A 1930s railway poster promoting holidays in the Lake District is the source of the jacket illustration for the former director-general of the National Trust’s spirited defence of the British landscape. This nostalgic image is not without ironies. It hints at happier times, yet it was the arrival of the railways in the Lake District that prompted Wordsworth and Ruskin to start the fight for beauty in which Fiona Reynolds has been a lifelong combatant.
A more appropriate jacket image would have been a glass half full. Or a glass half empty. On the one hand, Britain has more than a century’s worth of legislation aimed at controlling land use to preserve natural and man-made features that appeal to the heart and eye. We have National Parks, Green Belts, and officially-designated areas of Outstanding Natural Beauty. The National Trust has four million members and 60,000 volunteers, far outstripping all political parties. The Heritage Lottery Fund has spent £6 billion on heritage projects since 1994 and is spending £375 million this year.
Yet much of this book is an account of the limitations and failures of the protections that have been put in place. The glass is getting emptier, as we face climate change, soil depletion, and species loss. Reynolds writes: ‘The uncomfortable, unavoidable conclusion is that nature, and the beauty and diversity of the wider countryside, are in a worse state than when the conservation movement set out to protect them.’
It will be clear from this that the beauty that Reynolds is fighting for is ‘natural beauty’, which, however much the result of the actions of mankind, is not the same as the beauty found in art. It is Ruskin’s beauty, rather than Oscar Wilde’s, and though Reynolds does not make the point, this idea of beauty – much closer to the sublime – still carries inflections of spiritual feelings that have their roots in natural theology. Ruskin is rightly credited with articulating the values that shaped the ideas of the Victorian conservationists whose voluntary organisations – notably the National Trust – prepared the way for state intervention. Ruskin’s influence on people like Labour’s Clement Atlee also helped to shape the post-war wave of legislation following the further depredations of the 1920s and ’30s.
The antagonist in this battle is the aspect of modernity that Reynolds calls ‘economism’ or, in a rare departure from the mild tone of her writing, ‘money’. Its shock troops are precisely the people who have done the most to shape the landscape: farmers and foresters. After Ruskin, her second hero is the historian W.G. Hoskins. Just as the Romantics launched their battle in the face of the Industrial Revolution, in 1955 Hoskins’ The Making of the English Landscape was published as the damaging consequences of the 1949 Agricultural Act and the intensive farming that followed were becoming apparent.
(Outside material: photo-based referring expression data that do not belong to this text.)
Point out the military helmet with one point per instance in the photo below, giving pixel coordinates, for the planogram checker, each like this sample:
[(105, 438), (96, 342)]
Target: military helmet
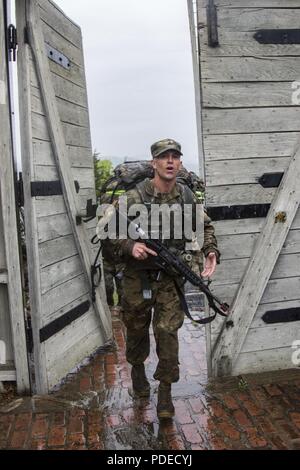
[(163, 145)]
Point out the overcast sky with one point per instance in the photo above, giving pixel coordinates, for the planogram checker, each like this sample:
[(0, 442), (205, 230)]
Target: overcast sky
[(139, 74)]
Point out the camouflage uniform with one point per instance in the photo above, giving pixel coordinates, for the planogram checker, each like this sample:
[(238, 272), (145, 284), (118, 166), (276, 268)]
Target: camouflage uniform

The small fields, woods, and hedgerows that (together with the upland pastures and moorlands) are still thought of as ‘English’ landscape, began to disappear.
For Reynolds the battle for this beauty has been personal. She joined the Council (now Campaign) for National Parks in 1980, rose to become director of the Campaign to Protect Rural England, served for two years in the Cabinet Office, and then ran the National Trust from 2001 to 2012. It is a pity this book is not more autobiographical. She complains about being labelled a ‘Blair Babe’ at the Cabinet Office by the Daily Mail (but then who wouldn’t), and at being ‘stitched up’ on a 1994 Commission on the future of farming. But somehow the habitual balance and discretion of a public servant mutes the sound of battle, even though Reynolds led the charge against the coalition government’s proposal in 2010 to sell off the publicly owned forests.
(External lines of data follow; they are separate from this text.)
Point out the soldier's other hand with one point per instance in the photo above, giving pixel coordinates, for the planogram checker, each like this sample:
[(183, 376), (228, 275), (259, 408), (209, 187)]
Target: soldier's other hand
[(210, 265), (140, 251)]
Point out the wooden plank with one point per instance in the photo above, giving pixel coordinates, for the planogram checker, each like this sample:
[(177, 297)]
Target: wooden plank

Instead, we are presented with a series of chapters describing the histories of land-use protection and planning, both its successes and failures, from National Parks, to the wider countryside, the impact of farming and forestry, the protection of the coastline, the growth of the heritage industry, and the consequences of urbanisation; Reynolds recognises that town and country are interlocked, and that both need intelligent planning. And however much she objects to economism, she still feels the need to make an economic case, citing research that shows that ‘one of the main drivers of employment and economic activity in the countryside today is tourism or leisure-related, often associated with a historic asset; and moreover that where the National Trust has a presence it packs a significant, sustainable, economic punch’.
Economism is once more on the march, as the 2011 consultation on the National Planning Policy Framework proved. Though the National Trust helped to limit some of the worst presumptions in favour of development, the Green Belt has never been more under threat than it is today. One of the areas where the Trust has been most successful is in the conservation of the coastline, but it has pragmatically accepted the facts of erosion and, in places, surrendered land to the sea. It remains to be seen how far the conservation movement can resist the suck and drag of money.
Reynolds’ simplest and most powerful point is that the word ‘beauty’ has disappeared from official discourse. The last time it was used in government legislation was in the 1940s. Instead we have grey terms such as biodiversity, sustainable development, and ecosystem services. In the ongoing battle for beauty the technocrats may try to avoid the embarrassment of making aesthetic choices, but ultimately, as Reynolds remarks, ‘these are cultural questions, not technical ones’. Ruskin would have added that they are moral ones as well.
The Fight For Beauty: Our Path to a Better Future, by Fiona Reynolds, is published by Oneworld.